Depois de uma carreira intensa, com treinamento praticamente diário desde filhote, o cão de guerra entra na reserva e ganha reconhecimento formal. Em janeiro de 2025, o Comando Militar do Planalto promoveu, pela primeira vez, uma cerimônia conjunta de aposentadoria no Batalhão da Guarda Presidencial, em Brasília, na qual 24 cães de oito instituições receberam medalha de honra ao mérito por seus serviços. Foi a despedida oficial de animais que, nas palavras do próprio comando, cumpriram a missão com louvor. A solenidade marca a passagem da ativa para uma nova fase, muito diferente da rotina de operações.
O que acontece com eles depois? A parte que poucos conhecem
Este é o ponto que revela uma realidade menos divulgada.

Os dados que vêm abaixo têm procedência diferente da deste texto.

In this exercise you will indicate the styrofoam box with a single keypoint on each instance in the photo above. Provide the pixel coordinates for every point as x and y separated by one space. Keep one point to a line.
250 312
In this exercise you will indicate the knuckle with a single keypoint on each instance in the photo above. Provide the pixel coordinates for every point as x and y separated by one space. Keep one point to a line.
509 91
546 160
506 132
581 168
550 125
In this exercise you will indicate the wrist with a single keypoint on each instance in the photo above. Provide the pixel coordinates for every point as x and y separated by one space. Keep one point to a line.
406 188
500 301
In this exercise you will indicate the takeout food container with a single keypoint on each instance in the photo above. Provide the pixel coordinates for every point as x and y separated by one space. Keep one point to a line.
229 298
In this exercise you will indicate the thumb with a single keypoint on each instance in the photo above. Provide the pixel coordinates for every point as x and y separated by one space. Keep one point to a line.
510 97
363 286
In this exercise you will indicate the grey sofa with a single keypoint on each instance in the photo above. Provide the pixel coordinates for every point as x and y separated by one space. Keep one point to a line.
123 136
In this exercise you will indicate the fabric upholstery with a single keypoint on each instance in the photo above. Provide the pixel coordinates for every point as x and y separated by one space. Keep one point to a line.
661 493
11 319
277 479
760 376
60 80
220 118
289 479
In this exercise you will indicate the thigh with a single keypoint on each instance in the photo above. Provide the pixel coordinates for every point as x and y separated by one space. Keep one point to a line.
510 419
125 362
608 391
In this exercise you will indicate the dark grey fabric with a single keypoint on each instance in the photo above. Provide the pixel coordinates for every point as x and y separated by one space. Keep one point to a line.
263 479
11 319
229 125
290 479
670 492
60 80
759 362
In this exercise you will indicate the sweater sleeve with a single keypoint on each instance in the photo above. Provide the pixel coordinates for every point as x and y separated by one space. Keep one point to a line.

Na maioria dos casos, o final é feliz: cada instituição doa seus cães aposentados, e a prioridade na adoção é justamente do condutor que trabalhou com o animal por anos, criando um vínculo profundo. Foi o caso da cadela Ravenna, adotada pelo cabo que era seu instrutor desde os três meses de idade, com a promessa de que a parceria continuaria em casa. A adoção segue critérios rigorosos, com termo de responsabilidade que tem força de lei e acompanhamento posterior, e o novo tutor não pode usar o animal para serviço de guarda ou exposições. O detalhe que o próprio Exército reconhece é que nem sempre o desfecho é garantido: o Brasil ainda não tem uma política nacional estruturada para o pós-serviço desses animais, como existe nos Estados Unidos e no Reino Unido. Sem um adotante à vista, alguns cães acabam em ONGs à espera de um lar. No fim, o destino depende muito da lealdade construída entre o cão e quem esteve ao seu lado durante toda a jornada, algo que também define a imagem popular das tropas de elite.

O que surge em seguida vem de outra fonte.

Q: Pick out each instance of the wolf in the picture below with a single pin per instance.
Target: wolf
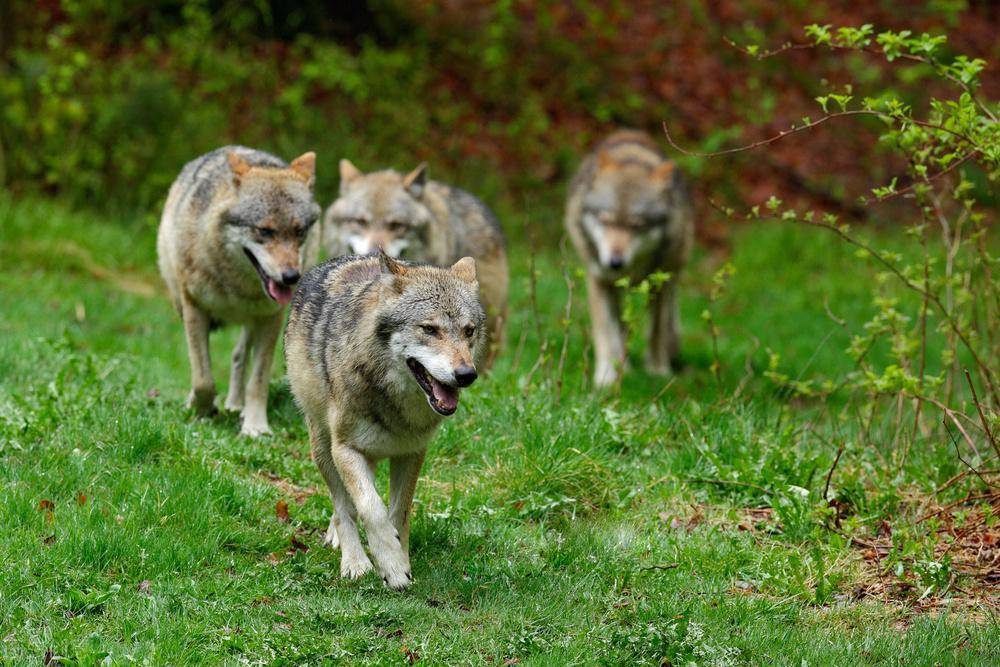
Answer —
(629, 214)
(229, 247)
(377, 351)
(416, 219)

O que convém lembrar sobre os cães de guerra do Exército
Os cães de guerra do Exército Brasileiro são animais de trabalho altamente especializados, das raças Pastor Alemão, Pastor Belga Malinois, Rottweiler e Labrador, criados em canis próprios e empregados na detecção de drogas, armas e explosivos, na guarda e proteção, na busca e salvamento e no rastreamento, inclusive na selva. O treinamento começa ainda filhote, com socialização e imprinting, e cada cão tem um condutor fixo que faz um curso especializado para trabalhar com ele. Formar um desses cães não tem um preço de etiqueta simples: é um investimento de quase uma década que reúne criação, treinamento diário, cuidado veterinário constante e nutrição de alto desempenho, e por isso convém desconfiar dos valores baixos que circulam por aí. A carreira dura cerca de 8 a 9 anos, e a aposentadoria costuma vir por volta dos 8, marcada por cerimônias com honras e medalhas. No pós-serviço, a maioria é adotada pelo próprio condutor, mas o Brasil ainda carece de uma política nacional que garanta a todos um destino digno, o que faz do vínculo com o parceiro humano o fator decisivo para um final feliz.
Este conteúdo tem caráter informativo, com base em fontes oficiais das Forças Armadas e registros públicos. Regras, raças, prazos e procedimentos de adoção podem variar conforme a normatização militar vigente e cada instituição. Para informações atualizadas, consulte os canais oficiais do Exército Brasileiro.